アクタージュ 覚書 その7 (scene110 宣伝 WJ21・22 合併号 バレ)

表紙絵は鳴乃皐月(8歳) アオリは 「業界のいろはを教えてあげる」

 

★引き続き、CM撮影現場

 

必死の形相で海岸を走る女子高生。妹からシェアウォーターを受け取ってガブ呑みする。

 

先程とは打って変わって気持ちの入った芝居をした夜凪。

どうやったのか、尋ねる皐月に、母が死に、父がいなくなり、全てがいやになった女子高生! 頼りになる家族は妹だけという設定をしたと答える夜凪。

修羅場の経験が違うとアリサとアキラ。

 

しかし・・・スポンサーサイドからのシェアウォーターを飲む可愛い姉妹の画が欲しいとの要望で

監督からは最初の路線で取り直しと指示される。

 

気持ちが分からないと戸惑う夜凪に、アリサが割って入り、監督の指示に従いなさいと告げる。

役を考え直すために、監督の考えを教えて欲しいと食い下がる夜凪に、監督は自分がコンセプトを考えたわけではなく、スポンサー含めた諸々の意向だと答える。

 

その様をみていたアキラは目に見えない大勢の人の理想に応えることが要求されるCMの芝居の難しさを再認識し、夜凪は「芝居に心はいらない」といったかつての千世子の言葉を思い出す。

 

「自分の納得できないお芝居はできない。」と告げる夜凪に、「あなた(俳優)の都合は関係なく、プロなら求められる芝居をやりなさい。それが大衆のスターになるということよ。」とアリサは応じ、現場に緊張が走る。

 

そのやり取りをみて、アキラは子役時代、作り笑いをしすぎて、ほっぺが痛くなったとこぼした自分に母アリサから「それが大衆のスターになることよ。」と同じ言葉を投げられたことを思い出す。

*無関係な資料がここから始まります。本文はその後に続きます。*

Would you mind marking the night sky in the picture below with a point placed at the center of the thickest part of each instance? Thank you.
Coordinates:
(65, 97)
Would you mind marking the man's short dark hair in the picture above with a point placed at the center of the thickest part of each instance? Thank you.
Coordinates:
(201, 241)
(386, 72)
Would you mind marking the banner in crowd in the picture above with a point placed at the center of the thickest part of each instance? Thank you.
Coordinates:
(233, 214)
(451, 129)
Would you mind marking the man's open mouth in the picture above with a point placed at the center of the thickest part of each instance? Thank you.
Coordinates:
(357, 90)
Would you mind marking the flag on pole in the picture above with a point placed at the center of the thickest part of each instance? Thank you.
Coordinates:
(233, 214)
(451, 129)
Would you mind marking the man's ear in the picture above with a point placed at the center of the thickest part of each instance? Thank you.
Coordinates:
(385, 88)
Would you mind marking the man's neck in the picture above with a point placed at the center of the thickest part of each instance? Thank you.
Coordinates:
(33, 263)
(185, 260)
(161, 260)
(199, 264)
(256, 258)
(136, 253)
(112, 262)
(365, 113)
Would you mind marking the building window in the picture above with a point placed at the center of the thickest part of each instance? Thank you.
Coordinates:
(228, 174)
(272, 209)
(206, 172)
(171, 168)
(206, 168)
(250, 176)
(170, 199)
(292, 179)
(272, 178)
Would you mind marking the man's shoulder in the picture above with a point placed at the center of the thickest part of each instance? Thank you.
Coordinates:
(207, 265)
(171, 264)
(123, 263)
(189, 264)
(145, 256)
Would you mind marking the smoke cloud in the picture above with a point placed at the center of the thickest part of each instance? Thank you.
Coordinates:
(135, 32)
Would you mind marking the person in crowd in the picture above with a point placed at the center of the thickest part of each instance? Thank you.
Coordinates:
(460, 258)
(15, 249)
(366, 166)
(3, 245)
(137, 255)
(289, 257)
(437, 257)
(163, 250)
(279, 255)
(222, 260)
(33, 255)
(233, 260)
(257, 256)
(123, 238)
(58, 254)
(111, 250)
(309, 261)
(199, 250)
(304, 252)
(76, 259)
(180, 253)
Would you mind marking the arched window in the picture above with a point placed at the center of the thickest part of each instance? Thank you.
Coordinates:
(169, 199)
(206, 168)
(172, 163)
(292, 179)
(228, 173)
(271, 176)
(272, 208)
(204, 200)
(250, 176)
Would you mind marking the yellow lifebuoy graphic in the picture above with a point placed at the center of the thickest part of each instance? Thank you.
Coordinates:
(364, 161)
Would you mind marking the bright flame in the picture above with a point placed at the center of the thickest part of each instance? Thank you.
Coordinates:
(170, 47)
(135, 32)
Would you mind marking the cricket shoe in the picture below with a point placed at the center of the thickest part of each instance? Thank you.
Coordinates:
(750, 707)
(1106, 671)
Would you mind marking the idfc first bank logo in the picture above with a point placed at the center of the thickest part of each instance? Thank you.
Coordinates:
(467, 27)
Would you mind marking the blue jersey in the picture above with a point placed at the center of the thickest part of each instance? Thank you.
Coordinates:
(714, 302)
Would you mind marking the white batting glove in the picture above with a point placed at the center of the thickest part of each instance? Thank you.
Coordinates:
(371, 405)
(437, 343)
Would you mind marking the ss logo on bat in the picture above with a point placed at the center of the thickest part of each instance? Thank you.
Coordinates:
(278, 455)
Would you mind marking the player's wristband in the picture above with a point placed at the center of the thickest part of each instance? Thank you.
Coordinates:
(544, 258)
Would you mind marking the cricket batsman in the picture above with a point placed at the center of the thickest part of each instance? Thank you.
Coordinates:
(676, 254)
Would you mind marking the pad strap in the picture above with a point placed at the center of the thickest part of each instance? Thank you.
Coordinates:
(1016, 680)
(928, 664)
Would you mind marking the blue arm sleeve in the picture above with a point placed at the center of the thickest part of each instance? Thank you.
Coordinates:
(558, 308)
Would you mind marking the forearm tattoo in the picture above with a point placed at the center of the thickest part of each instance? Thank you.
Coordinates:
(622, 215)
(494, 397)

なおも二人の応酬は続くが、「人形を演じろというの」という夜凪の問いに対するアリサの答えは意外にも「この世界での戦い方を覚えなさい。」というものだった。

 

CMの意味は宣伝、つまり、紹介。

「人が人に何かを紹介したくなる時はどういう時?」というアリサの問いかけに「自分が好きなものを人に好きになって貰いたい時」と思い至る夜凪。

 

ようやく、自分がシェアウォーターを好きになる事が「自分の仕事」、今回の役作りだと悟る夜凪。

シェアウォーターを一気飲みし、あまり美味しくないと正直すぎる感想を述べて、周囲をあきれされるが、続いて、シェアウォーターを作った開発者がどういう気持ちで作った知りたいと希望する。

そこまでするのかと渋る監督に、アリサも「開発者に繋げてあげてください。」と頭を下げる。

 

結局、夜凪の希望は入れられる。「うちの商品」発言をした元井製薬の重役も「シェアウォーターを好きになりたい」という夜凪の真っ直ぐさに感じいった模様。

 

この流れを理解できない皐月に、アリサは「この子(夜凪)を見ておきなさい」と教える。

「私とともに正しい戦い方を学んでいきましょう。」というアリサの独白で以下次号。

 

*長くなりましたが、まるで舞台のような夜凪とアリサのやり取りが見所と思いましたので。

アリサとしては夜凪へ答えを与えることはもっと簡単にできたのでしょうが、あえて、自分の頭で考えさせたというところでしょうか。

また、アキラを同行させたのも、未来の千世子になりうる皐月に夜凪を見ておきなさいと教えたのも、アリサ自身も変わっていこうとしている証でしょう。

一方、夜凪はいつも通りというか、羅刹女の舞台を捨ててまで甲サイドの皆が守ってくれた

自分の芝居を変える訳にはいかないですね。

夜凪は極端にしても、こういう拘りの俳優さんはいそうです。